I found the following messages in log file:

nproc =  144   -> not optimal: autoparal keyword recommended in input file

and,

npfft, npband, npspinor and npkpt:     1    1    1  144

It seems that the calculation is parallelized only over k-points.
Many bands are set in my calculation, so the band parallelization should be required to optimize the calculation.
For the reference, the parameters above in the SCF calculation were set as below:

npfft, npband, npspinor and npkpt:     3    3    1   16

Also found,

--- !WARNING
src_file: mpi_setup.F90
src_line: 672
message: |
  Your number of spins*k-points (=16) and bands (=1200) will not distribute correctly
  with the current number of processors (=144).
  You will leave some empty.
  YOU ARE STRONGLY ADVICED TO ACTIVATE AUTOMATIC PARALLELIZATION!
  PUT "AUTOPARAL=1" IN THE INPUT FILE.

The message says to put autoparal=1 in the input file, but I did that actually.
Seems that the autoparal tag does not work for the RF calculation.

Thus, I tried to calculate without autoparal i.e. set parameters manually with respect to parallelization (npfft, npband, npspinor, and npkpt) using paral_kgb tag.
But I got the following comment:

paral_kgb != 0 is not available in optdriver 1. Setting paral_kgb to 0

and,

For non ground state calculation, set bandpp, npfft, npband, npspinor npkpt and nphf to 1

The RF is optdriver=1, thus the paral_kgb tag also could not be used, and not be parallelized over kgb.


I found a similar post for the kgb parallelization.

According to this post, it seems the parallelization was only made for k-points and spin for this time.
Is this a same problem with mine?


The attached is what I used in the calculation.

Sincerely yours,

au_cond.in (1.8 KB)

Hello Hiroki,

  1. the autoparal keyword is ignored in the DFPT runs.
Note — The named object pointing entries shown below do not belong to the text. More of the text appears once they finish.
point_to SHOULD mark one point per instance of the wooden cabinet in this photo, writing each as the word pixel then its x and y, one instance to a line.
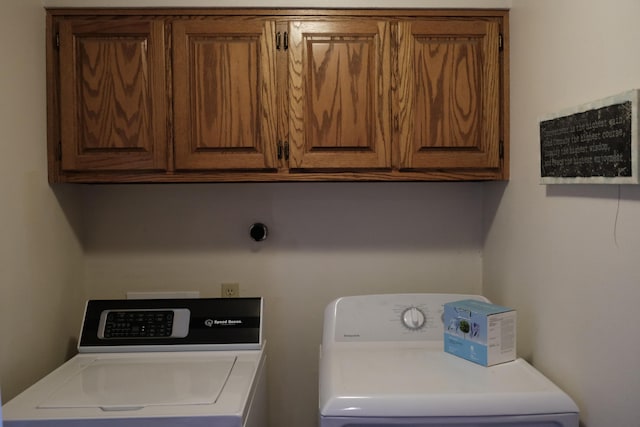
pixel 281 95
pixel 224 86
pixel 113 114
pixel 340 94
pixel 449 94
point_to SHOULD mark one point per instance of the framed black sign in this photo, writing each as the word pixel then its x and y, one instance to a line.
pixel 595 143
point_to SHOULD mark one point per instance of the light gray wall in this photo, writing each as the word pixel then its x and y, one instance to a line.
pixel 567 256
pixel 40 255
pixel 326 240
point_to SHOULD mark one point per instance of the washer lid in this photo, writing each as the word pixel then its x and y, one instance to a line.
pixel 416 382
pixel 134 383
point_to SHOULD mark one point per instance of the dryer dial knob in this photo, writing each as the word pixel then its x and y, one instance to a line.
pixel 413 318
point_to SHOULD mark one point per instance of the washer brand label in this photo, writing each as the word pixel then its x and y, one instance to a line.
pixel 211 323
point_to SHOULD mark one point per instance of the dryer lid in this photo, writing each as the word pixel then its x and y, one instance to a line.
pixel 131 383
pixel 417 382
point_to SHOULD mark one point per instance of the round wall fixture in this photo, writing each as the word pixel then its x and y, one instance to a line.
pixel 258 231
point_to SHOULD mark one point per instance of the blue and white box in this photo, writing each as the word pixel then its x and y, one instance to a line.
pixel 481 332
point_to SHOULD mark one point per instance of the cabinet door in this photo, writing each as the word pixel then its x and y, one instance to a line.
pixel 224 94
pixel 340 91
pixel 112 95
pixel 448 94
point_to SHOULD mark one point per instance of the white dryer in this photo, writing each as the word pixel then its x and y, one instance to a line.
pixel 159 363
pixel 382 363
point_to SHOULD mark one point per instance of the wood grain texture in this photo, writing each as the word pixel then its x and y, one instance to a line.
pixel 224 94
pixel 110 117
pixel 340 94
pixel 361 95
pixel 448 96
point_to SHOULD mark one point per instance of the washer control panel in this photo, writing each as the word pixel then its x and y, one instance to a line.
pixel 150 323
pixel 172 325
pixel 392 317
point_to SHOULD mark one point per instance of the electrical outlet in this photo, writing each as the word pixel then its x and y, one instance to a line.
pixel 230 290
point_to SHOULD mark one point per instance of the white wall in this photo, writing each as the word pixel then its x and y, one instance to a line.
pixel 567 256
pixel 40 256
pixel 326 240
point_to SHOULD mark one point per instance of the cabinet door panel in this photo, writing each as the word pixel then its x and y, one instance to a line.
pixel 224 94
pixel 339 90
pixel 448 94
pixel 112 98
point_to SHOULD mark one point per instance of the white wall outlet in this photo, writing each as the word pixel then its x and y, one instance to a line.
pixel 230 290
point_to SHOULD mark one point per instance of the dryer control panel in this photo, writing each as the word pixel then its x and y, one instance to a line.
pixel 172 325
pixel 392 317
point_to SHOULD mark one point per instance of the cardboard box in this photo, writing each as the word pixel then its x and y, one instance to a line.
pixel 481 332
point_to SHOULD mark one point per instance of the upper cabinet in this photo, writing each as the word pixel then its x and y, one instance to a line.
pixel 282 95
pixel 449 94
pixel 112 88
pixel 340 94
pixel 224 94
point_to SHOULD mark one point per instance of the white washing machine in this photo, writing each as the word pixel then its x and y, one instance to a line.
pixel 160 363
pixel 382 363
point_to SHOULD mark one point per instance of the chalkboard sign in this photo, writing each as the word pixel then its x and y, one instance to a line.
pixel 596 143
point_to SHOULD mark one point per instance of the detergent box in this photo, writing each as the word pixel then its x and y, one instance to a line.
pixel 481 332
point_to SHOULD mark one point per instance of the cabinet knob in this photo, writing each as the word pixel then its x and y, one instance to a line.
pixel 258 231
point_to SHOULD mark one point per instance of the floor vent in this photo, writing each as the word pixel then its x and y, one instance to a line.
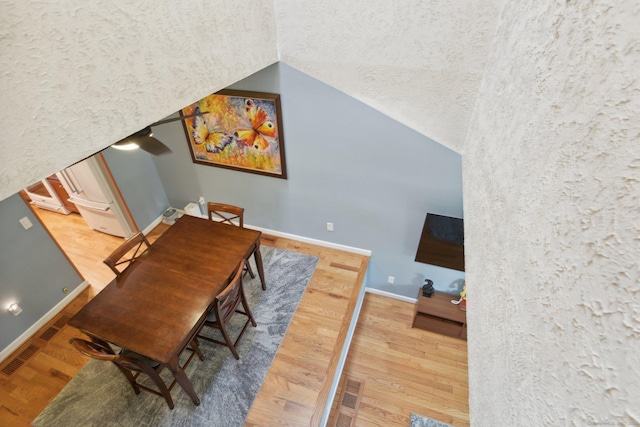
pixel 48 333
pixel 12 366
pixel 62 321
pixel 349 402
pixel 344 266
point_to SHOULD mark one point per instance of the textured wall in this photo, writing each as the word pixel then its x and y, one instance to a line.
pixel 77 76
pixel 552 215
pixel 418 62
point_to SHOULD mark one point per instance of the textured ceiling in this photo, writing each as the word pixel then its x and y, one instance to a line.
pixel 78 76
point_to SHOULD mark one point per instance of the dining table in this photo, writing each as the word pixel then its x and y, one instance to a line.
pixel 159 303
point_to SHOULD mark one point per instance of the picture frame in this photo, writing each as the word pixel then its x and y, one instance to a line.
pixel 238 130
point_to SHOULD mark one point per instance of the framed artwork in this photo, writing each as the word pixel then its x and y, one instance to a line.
pixel 237 130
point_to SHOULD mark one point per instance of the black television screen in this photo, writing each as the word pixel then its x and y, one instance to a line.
pixel 442 242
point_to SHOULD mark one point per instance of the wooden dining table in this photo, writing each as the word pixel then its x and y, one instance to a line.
pixel 159 303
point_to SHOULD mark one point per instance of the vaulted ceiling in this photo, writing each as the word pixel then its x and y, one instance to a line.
pixel 78 76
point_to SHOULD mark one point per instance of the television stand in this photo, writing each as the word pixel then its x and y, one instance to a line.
pixel 438 314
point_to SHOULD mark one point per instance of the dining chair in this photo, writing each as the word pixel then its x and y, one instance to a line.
pixel 229 301
pixel 132 364
pixel 121 258
pixel 230 214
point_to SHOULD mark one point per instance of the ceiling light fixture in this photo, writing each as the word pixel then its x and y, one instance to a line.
pixel 144 139
pixel 14 309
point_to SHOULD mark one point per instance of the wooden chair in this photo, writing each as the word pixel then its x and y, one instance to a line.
pixel 127 253
pixel 225 305
pixel 229 214
pixel 132 364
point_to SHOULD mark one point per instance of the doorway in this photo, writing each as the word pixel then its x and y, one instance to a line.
pixel 84 247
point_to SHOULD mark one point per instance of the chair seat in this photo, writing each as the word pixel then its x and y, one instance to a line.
pixel 138 356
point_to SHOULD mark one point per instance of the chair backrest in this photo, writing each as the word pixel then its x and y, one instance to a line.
pixel 230 297
pixel 226 213
pixel 127 253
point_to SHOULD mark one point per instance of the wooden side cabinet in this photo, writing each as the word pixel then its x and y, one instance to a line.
pixel 437 314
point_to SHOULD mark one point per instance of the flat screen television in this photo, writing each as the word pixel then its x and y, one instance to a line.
pixel 442 242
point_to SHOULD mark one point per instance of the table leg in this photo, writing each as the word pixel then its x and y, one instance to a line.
pixel 185 383
pixel 258 257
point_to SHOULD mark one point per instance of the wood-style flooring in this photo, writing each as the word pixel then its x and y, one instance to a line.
pixel 402 370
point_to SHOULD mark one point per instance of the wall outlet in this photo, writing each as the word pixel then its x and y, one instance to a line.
pixel 26 223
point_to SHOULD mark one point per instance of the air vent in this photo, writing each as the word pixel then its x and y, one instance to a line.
pixel 349 403
pixel 49 333
pixel 12 366
pixel 62 321
pixel 37 342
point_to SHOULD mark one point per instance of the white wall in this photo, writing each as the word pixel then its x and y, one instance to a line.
pixel 80 75
pixel 418 62
pixel 552 216
pixel 347 164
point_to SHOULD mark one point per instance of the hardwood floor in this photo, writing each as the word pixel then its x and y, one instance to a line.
pixel 403 370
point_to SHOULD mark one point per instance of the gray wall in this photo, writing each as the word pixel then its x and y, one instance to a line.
pixel 374 178
pixel 139 184
pixel 33 270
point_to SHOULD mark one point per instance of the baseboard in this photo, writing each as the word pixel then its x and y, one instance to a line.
pixel 390 295
pixel 344 353
pixel 26 335
pixel 302 239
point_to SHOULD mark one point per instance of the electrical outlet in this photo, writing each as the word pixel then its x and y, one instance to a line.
pixel 26 223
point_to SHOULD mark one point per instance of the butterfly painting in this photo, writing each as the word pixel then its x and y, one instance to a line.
pixel 237 130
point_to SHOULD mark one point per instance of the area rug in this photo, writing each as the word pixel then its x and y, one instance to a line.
pixel 420 421
pixel 99 395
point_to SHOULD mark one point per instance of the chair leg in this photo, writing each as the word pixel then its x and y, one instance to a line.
pixel 132 380
pixel 227 339
pixel 196 348
pixel 245 306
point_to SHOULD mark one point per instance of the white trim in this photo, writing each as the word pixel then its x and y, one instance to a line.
pixel 302 239
pixel 153 225
pixel 6 352
pixel 311 241
pixel 390 295
pixel 344 353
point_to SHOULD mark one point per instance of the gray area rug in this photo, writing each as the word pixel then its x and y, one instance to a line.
pixel 99 395
pixel 420 421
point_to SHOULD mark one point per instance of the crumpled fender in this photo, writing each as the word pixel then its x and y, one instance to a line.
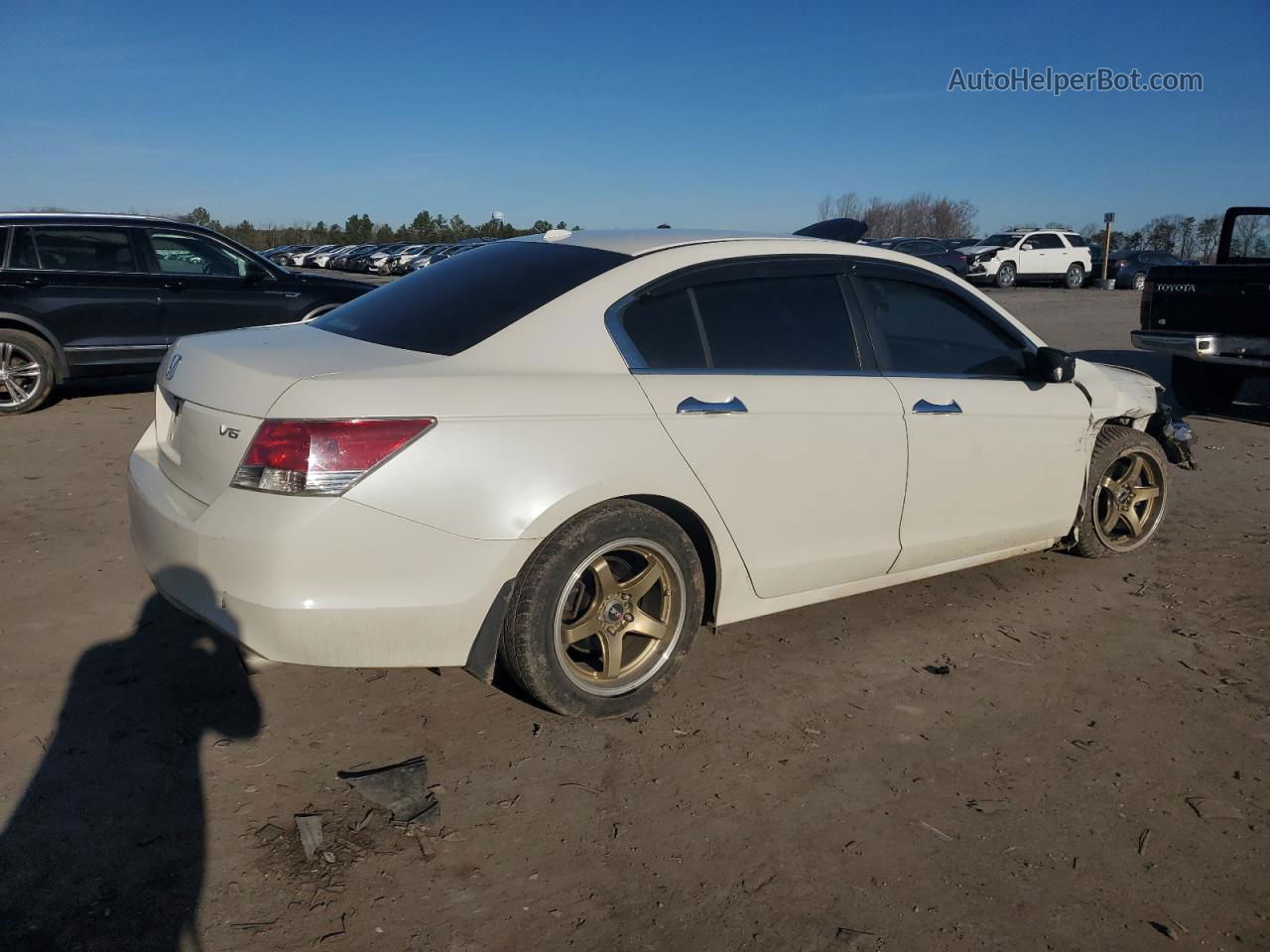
pixel 1118 393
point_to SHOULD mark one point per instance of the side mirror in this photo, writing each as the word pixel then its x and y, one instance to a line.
pixel 1055 366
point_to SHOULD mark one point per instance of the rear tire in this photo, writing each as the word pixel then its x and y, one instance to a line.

The message you sent is probably from your dataset 1 and the GS. paral_kgb is not implemented for DFPT (esp the plane wave G vector distribution)
  2. Good news is that the DFPT parallelizes automatically over k and bands, but you should ideally use a rectangular distribution nproc = nkpt * npband where npband is the number of band pools and a divisor of nband (avoid prime numbers there)
  3. which version of abinit are you running? In the latest (2021) I distributed the memory, which may help your calculation scale as well. It should also print to log some more information on the distribution. As you may run several different perturbations with different reduced symmetries the nkpt may change making re-distribution more complex as you loop through the perturbations.
  4. the post you found is for finite E field, which is very different from the DFPT

From your input it seems you are doing a simple ddk run. If you just want the momentum matrix elements there is a faster way with wfk_task = “wfk_ddk”
https://docs.abinit.org/variables/gstate/#wfk_task

best

MV

Dear Verstra,

Thank you for your reply and suggestions!

#1 and 2:
You say both autoparal and paral_kgb are not implemented in the DFPT runs, so how does the DFPT parallelize automatically over k and bands? Is no other keyword required for automatic parallelization?

I’ve run again just changing nband = 1197 from 1200 which can match nproc(144) = nkpt(16) * npband(9), but seems still parallelized over only k…
For the reference, I attach the log file. (I saw the message in line 306)

log.txt (874.2 KB)

#3:
the version is 8.8.4 (the latest is 9.6.2, so it must be too old…) the automatic parallelization in DFPT is not implemented in this version?
I know i should update the version, but for now, i don’t want change anything if possible… (I will update it after calculations that I’m doing and will do have done.) The keyword wfk_task is also implemented from ver.9.0.0, so I cannot use it for now.

Sincerely

Hiroki

There is no input variable, the code does the distribution on its own, first over k, then bands if it can. In principle the code should be robust, and deal with a few excess processors, but sometimes it crashes if the nproc is not strictly equal to nkpt*npband (and npband is a divisor of nband). This also depends on the build of MPI which you use - it can trigger a timeout in the sleeping processors.

Things were parallelized over bands in 8.8.4, but not distributing memory. Please do try with a recent version! In the end you will save time by re-doing the ground state and so on.